Assessing additionality is essentially about predicting behaviour. In fact, for programs that aren’t in place yet, assessment of additionality required two predictions about behaviour: what will farmers do if the program does offer them the proposed incentive scheme, and what will they do if there is no incentive payment scheme. The difference between those two predictions tells you the additional change that is attributable to the scheme.

Even assessing an incentive scheme that is already well established requires a sort of prediction. You can observe what farmers are doing with the scheme in place, but to assess additionality you still need to estimate what they would have done in the absence of the scheme.

For all these reasons, an ability to understand and predict farmers’ adoption of new practices is critically important to agricultural policy makers if they want their policies to be effective and efficient.

Further reading

Pannell, D.J. and R. Claassen. 2020. The Roles of Adoption and Behavior Change in Agricultural Policy. Applied Economic Perspectives and Policy 42(1), 31-41.

One comment

  • 10 March, 2020 - 2:14 pm | link

    When we were introducing direct drilling into Australian agriculture in the 1970s we, that is what was ICI Australia, Rural Division, spent a considerable amount of money on market research, and it is one of my regrets from that time that I did not keep copies of that research. We not only surveyed farmers attitudes to tillage reduction at the beginning, but we also surveyed their attitudes and behaviour during the period of adoption and after adoption.
    At the beginning we were advised and accepted that knowledge, values, attitudes and beliefs determine behaviour. Simple really but seldom used. We decided that until we knew what farmers knowledge, values etc, were to conventional tillage and so what beliefs drove their current behaviour we wouldn’t be able to change their behaviour to adopt a minimum and in some cases a no till regime.
    Once we had, in some ways confirmed what we always knew and that was that tillage was entrenched in behaviour we also determined ‘why’ tillage was entrenched and, more interestingly we also found at that time there were growing concerns among farmers as well as some scientists about the effect tighter rotations were having on old and fragile soils.
    We not only surveyed farmers through the whole spectrum of adoption, but we surveyed their advisers, farm advisers, Dept of Ag and anyone else we could find who influenced farmer behaviour.
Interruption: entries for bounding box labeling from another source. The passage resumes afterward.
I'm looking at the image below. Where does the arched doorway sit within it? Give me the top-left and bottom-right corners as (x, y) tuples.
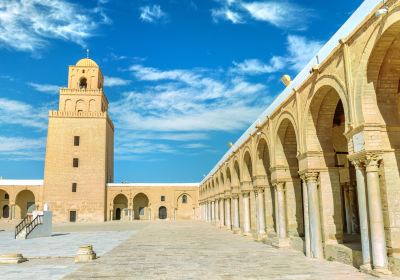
(158, 206), (168, 220)
(133, 193), (150, 220)
(306, 84), (361, 260)
(115, 208), (121, 221)
(113, 193), (128, 220)
(176, 193), (194, 220)
(0, 190), (10, 219)
(241, 151), (257, 234)
(15, 190), (36, 219)
(306, 86), (360, 243)
(276, 118), (304, 237)
(255, 138), (277, 235)
(2, 205), (10, 219)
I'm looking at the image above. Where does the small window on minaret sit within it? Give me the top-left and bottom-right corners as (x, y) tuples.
(74, 136), (80, 146)
(79, 78), (87, 89)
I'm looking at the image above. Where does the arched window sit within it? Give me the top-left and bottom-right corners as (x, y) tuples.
(115, 208), (121, 221)
(79, 77), (87, 89)
(158, 206), (167, 220)
(2, 205), (10, 218)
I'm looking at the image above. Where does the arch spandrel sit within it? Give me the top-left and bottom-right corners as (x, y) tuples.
(352, 6), (400, 124)
(271, 114), (300, 180)
(300, 76), (351, 170)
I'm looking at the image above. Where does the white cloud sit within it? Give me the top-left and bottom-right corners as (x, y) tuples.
(183, 143), (208, 149)
(28, 83), (60, 94)
(286, 35), (323, 71)
(231, 35), (322, 75)
(211, 0), (312, 29)
(110, 65), (270, 133)
(0, 0), (110, 52)
(0, 98), (47, 130)
(104, 76), (131, 87)
(0, 135), (46, 160)
(232, 57), (285, 75)
(211, 7), (244, 24)
(139, 5), (167, 23)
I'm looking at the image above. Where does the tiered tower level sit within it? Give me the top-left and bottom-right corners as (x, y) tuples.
(43, 58), (114, 222)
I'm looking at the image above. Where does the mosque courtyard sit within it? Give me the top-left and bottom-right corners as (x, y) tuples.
(0, 221), (396, 280)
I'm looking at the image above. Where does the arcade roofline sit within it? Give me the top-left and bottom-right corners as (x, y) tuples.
(200, 0), (382, 184)
(107, 183), (200, 187)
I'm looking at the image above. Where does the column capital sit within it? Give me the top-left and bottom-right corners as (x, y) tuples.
(365, 153), (382, 172)
(242, 190), (250, 197)
(254, 186), (265, 195)
(273, 181), (285, 191)
(301, 171), (319, 183)
(240, 180), (253, 190)
(348, 151), (382, 172)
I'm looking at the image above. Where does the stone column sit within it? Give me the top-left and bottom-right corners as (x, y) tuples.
(225, 197), (231, 229)
(366, 154), (388, 271)
(275, 182), (287, 239)
(342, 183), (352, 234)
(206, 201), (211, 223)
(254, 187), (265, 238)
(349, 186), (359, 234)
(353, 160), (371, 270)
(219, 198), (225, 227)
(232, 194), (240, 233)
(210, 201), (215, 223)
(214, 199), (219, 226)
(242, 191), (250, 235)
(301, 176), (311, 257)
(305, 172), (323, 259)
(8, 204), (15, 220)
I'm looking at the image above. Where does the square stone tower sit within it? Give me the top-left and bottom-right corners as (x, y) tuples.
(43, 58), (114, 222)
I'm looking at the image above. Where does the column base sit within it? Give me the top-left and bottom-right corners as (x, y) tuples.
(370, 267), (392, 277)
(271, 238), (290, 248)
(232, 228), (241, 234)
(360, 263), (372, 274)
(254, 232), (268, 242)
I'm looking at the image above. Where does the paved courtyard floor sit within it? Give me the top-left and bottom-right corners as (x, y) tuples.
(0, 221), (397, 280)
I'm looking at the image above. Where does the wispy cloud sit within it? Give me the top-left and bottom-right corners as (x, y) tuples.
(0, 136), (46, 160)
(183, 143), (208, 149)
(110, 65), (271, 132)
(139, 5), (167, 23)
(211, 0), (313, 29)
(284, 35), (323, 71)
(231, 57), (285, 75)
(231, 35), (322, 75)
(211, 7), (245, 24)
(0, 98), (47, 130)
(28, 83), (60, 94)
(0, 0), (110, 52)
(104, 76), (131, 87)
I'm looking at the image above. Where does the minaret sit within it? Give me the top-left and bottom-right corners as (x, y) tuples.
(43, 58), (114, 222)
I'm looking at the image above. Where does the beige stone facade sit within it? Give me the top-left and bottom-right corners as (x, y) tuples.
(0, 58), (199, 223)
(200, 1), (400, 273)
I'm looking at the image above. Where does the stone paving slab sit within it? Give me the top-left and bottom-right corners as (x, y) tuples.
(0, 231), (135, 258)
(0, 223), (147, 280)
(64, 221), (395, 280)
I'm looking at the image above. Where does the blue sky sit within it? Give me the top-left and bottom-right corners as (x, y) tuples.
(0, 0), (362, 182)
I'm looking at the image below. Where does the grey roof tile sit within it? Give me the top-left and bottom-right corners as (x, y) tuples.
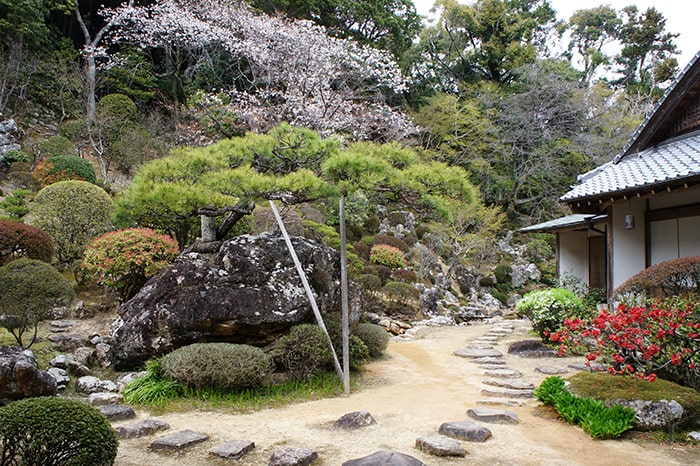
(560, 131), (700, 202)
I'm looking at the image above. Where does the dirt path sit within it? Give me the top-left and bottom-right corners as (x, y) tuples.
(116, 321), (700, 466)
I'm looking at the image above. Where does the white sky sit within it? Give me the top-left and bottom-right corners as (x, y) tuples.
(413, 0), (700, 69)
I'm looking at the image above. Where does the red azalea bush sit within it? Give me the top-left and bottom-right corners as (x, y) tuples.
(0, 220), (53, 265)
(550, 297), (700, 389)
(83, 228), (178, 302)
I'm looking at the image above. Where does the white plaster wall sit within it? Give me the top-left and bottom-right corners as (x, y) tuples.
(559, 231), (588, 284)
(611, 200), (645, 289)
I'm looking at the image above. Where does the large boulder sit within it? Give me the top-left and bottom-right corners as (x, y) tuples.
(110, 233), (340, 369)
(0, 346), (56, 406)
We did find that there was an influential body of opinion within the Dept of Ag at that time that maintained that tillage reduction just would not work.
    Then we employed in the field and within our communication package the old and tried adoption model that we all learned so long ago which involved identifying the innovators, early adopters etc.,
    We spent a considerable amount on the media, print, radio and TV. We were the first ag chem company to advertise our ‘system’ on metropolitan TV in prime time. Our view was that the expense was well worth it because the exposure undoubtedly influenced decision makers in the city, from the ag chem suppliers to the banks.
    It is a long story David, I hope this helps in some small way.